Key Questions Answered

  • Architecture Lock-in: Transformers dominate not because alternatives are worse, but because switching costs are prohibitive. Competing architectures must be "crushingly better" — not marginally better — to displace an established system with mature tooling, fine-tuning pipelines, and inference infrastructure. The same pattern occurred when transformers displaced RNNs: the accuracy jump was so large that researchers had no choice but to migrate.
  • Continuous Thought Machine Design: The CTM introduces three architectural novelties: an internal sequential "thought" dimension that applies compute across discrete steps, neuron-level models (NLMs) that treat each neuron as a small MLP processing a history of activations rather than a single ReLU, and synchronization representations that measure dot-product correlations between neuron activation time series to encode richer, temporally-aware state.
  • Native Adaptive Computation: Training the CTM on ImageNet with a dual-loss — minimizing cross-entropy at both the lowest-loss step and the highest-certainty step — causes easy examples to resolve in one or two steps while hard examples use the full 50-step budget. This adaptive behavior emerges without explicit computation-penalty terms, unlike Alex Graves' Adaptive Computation Time paper, which required carefully tuned auxiliary losses.
  • Calibration as Architecture Signal: After standard training, the CTM produced near-perfect probability calibration on classification tasks — meaning a 90% confidence prediction was correct roughly 90% of the time.
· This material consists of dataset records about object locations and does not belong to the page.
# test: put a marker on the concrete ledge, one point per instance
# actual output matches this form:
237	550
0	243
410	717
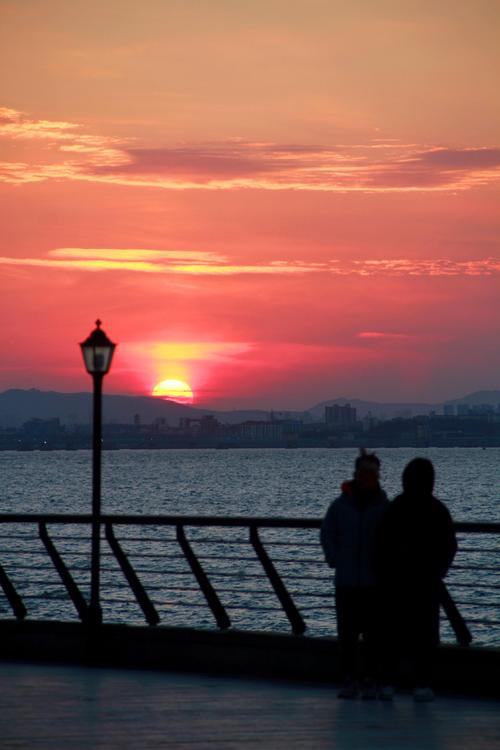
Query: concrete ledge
473	670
Most neural networks trained to convergence become poorly calibrated and require post-hoc correction. The CTM's emergent calibration suggests the synchronization-based representation aligns model uncertainty with actual error rates more naturally.
  • SudokuBench Reasoning Gap: Sakana AI released SudokuBench, a dataset of handcrafted variant Sudoku puzzles with unique natural-language rule sets, sourced from thousands of hours of Cracking the Cryptic YouTube videos providing detailed human reasoning traces. Current top models solve only the simplest puzzles at around 15% accuracy. GPT-4 shows improvement but cannot find the "break-in" insight each puzzle requires, exposing a fundamental gap in sequential deductive reasoning.
  • Research Freedom as Competitive Strategy: Jones argues that protecting researcher autonomy is a primary leadership responsibility at Sakana AI. Commercial pressure — investor return expectations, product deadlines, publication quotas — systematically narrows the solution space researchers explore. The CTM itself emerged from eight months of unconstrained exploration with no predetermined goal, producing emergent behaviors like backtracking maze navigation and leapfrog path-solving under constrained compute budgets.

Notable Moment

During training, the CTM spontaneously developed two distinct maze-solving strategies depending on available compute steps. With sufficient time, it traced paths sequentially. When steps were constrained, it instead leapfrogged ahead, traced segments backward, then jumped forward again — an algorithm the researchers never designed or anticipated, emerging purely from architectural constraints.